Figure 5; Relative Size of the Three Potential Areas for Savings                                      


An Historical Review

The only question that remains is; how did we get to our current situation where our municipal workforce is grossly over staffed in comparison to other similarly sized municipalities?  My initial belief was that this disparity was created by Councils over the past 20 years or so by approving excessively high annual increases in expenses.  However when I examined the changes in Salaries and Benefits expenses over a ten year period for Owen Sound and two other municipalities, I found that I was mistaken. Owen Sound’s problem has existed for a much longer time period.

Owen Sound’s Salaries & Benefits expense in 2011 was more than twice that of either Strathroy or Springwater as shown in the chart below.  By 2021 this difference had reduced somewhat. What this tells us is that, although the Councils over the last ten years added to the problem, they did not create the problem. This disparity likely originated as much as 40 to 50 years ago and each Council over this period added a little to the problem until we got to where we are today.  I suspect that each of these Councils failed to ask the critical questions at budget time; such as, if our population is not growing why do you need hire more staff to run the city?

Figure 6; Historical Changes in Salaries & Benefits Expense

As you can see from the above, Owen Sound actually had 87 residents fewer residents in 2021 than it had in 2011. Yet, Owen Sound’s Salaries & Benefits expense grew by $1.6 million. This suggests that there were at least some additions to the workforce during this period. However, it’s quite clear, a preponderance of the problem originated prior to 2011.

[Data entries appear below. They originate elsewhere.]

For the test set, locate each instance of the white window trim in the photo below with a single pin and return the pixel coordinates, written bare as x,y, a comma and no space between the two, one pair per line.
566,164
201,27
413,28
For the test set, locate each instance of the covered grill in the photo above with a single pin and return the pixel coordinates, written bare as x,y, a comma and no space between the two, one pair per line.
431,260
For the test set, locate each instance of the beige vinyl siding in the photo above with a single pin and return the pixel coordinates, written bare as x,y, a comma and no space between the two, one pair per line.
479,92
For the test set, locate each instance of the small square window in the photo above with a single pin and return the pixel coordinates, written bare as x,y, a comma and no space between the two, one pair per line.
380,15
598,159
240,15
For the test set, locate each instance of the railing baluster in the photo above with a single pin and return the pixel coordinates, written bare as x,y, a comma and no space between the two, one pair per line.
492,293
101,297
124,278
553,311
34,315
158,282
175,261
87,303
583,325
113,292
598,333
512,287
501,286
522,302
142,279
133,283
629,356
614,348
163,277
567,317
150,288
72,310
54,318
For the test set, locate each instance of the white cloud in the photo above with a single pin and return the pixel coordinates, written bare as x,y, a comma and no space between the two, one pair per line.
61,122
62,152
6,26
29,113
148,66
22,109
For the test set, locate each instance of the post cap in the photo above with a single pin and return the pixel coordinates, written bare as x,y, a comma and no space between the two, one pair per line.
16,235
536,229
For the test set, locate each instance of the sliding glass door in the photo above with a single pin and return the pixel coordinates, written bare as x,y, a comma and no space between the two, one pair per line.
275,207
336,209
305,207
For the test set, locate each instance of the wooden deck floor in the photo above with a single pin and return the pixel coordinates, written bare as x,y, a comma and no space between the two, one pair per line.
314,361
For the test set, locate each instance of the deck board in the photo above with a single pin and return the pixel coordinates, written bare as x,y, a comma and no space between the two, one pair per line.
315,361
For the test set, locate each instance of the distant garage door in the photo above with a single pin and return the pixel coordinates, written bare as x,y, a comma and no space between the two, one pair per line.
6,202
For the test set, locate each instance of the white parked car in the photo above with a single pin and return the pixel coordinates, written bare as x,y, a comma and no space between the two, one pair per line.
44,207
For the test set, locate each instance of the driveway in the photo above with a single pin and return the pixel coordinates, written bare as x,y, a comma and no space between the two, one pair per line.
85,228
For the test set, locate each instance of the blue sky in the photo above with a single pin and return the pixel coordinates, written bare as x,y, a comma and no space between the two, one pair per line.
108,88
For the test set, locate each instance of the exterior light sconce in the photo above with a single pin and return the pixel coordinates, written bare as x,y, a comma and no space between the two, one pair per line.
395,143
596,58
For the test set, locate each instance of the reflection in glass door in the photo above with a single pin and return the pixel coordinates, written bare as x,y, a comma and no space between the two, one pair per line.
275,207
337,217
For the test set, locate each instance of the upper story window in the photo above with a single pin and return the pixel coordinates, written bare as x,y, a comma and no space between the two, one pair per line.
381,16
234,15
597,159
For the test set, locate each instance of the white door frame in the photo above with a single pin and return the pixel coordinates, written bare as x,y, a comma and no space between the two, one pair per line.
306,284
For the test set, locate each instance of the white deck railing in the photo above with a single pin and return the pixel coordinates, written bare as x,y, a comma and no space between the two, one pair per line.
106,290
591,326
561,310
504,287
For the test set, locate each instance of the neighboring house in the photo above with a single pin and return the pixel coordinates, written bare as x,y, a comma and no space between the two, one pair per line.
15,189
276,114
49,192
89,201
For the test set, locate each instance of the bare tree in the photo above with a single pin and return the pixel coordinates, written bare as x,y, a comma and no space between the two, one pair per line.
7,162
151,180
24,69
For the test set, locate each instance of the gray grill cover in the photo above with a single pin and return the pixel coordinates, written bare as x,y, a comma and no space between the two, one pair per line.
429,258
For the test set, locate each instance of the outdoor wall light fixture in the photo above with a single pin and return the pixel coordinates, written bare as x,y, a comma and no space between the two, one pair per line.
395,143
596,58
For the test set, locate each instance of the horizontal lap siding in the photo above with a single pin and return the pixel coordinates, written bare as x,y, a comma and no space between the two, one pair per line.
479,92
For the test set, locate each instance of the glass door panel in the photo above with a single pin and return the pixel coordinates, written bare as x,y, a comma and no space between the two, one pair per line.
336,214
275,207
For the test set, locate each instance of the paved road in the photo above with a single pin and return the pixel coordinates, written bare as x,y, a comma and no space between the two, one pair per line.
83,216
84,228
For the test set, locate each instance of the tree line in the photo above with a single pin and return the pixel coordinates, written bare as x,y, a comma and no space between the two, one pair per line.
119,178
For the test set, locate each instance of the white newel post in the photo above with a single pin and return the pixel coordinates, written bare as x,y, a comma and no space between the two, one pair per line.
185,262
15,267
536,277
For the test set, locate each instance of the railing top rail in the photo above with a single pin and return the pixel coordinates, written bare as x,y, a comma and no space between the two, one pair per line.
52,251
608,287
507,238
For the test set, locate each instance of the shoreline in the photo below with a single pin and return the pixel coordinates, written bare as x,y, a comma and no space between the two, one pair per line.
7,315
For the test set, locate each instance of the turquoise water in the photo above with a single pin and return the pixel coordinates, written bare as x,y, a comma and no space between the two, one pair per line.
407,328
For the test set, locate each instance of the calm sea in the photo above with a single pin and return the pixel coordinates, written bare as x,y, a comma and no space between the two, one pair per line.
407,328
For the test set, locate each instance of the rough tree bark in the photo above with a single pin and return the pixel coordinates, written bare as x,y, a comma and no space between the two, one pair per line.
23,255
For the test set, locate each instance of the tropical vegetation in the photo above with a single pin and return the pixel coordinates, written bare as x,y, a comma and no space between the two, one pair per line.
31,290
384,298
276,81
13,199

1.      In order to have ongoing vigilance when it comes to reviewing the annual budget Council needs to do a detailed, line by line, review of each and every department budget. To facilitate this the budget review period needs to be extended from two days to two weeks and members of council properly compensated for their time.

2.      In addition to a rigorous annual budget review significant one-time expense reductions are necessary to close the gap in taxes with Georgian Bluffs within a reasonable timeframe. Two of the candidates examined for reductions, the Art Gallery and Transit Services are overshadowed by the potential savings available from staff reductions and for the time being should not be considered candidates for reduction.

3.      Owen Sound’s workforce has grown well beyond that employed by other, similarly sized, municipalities and has been excessively high for many years. The workforce in general is much larger than needed. The management team is, at a minimum, carrying 6-9 managers more than needed in comparison with other similarly sized municipalities.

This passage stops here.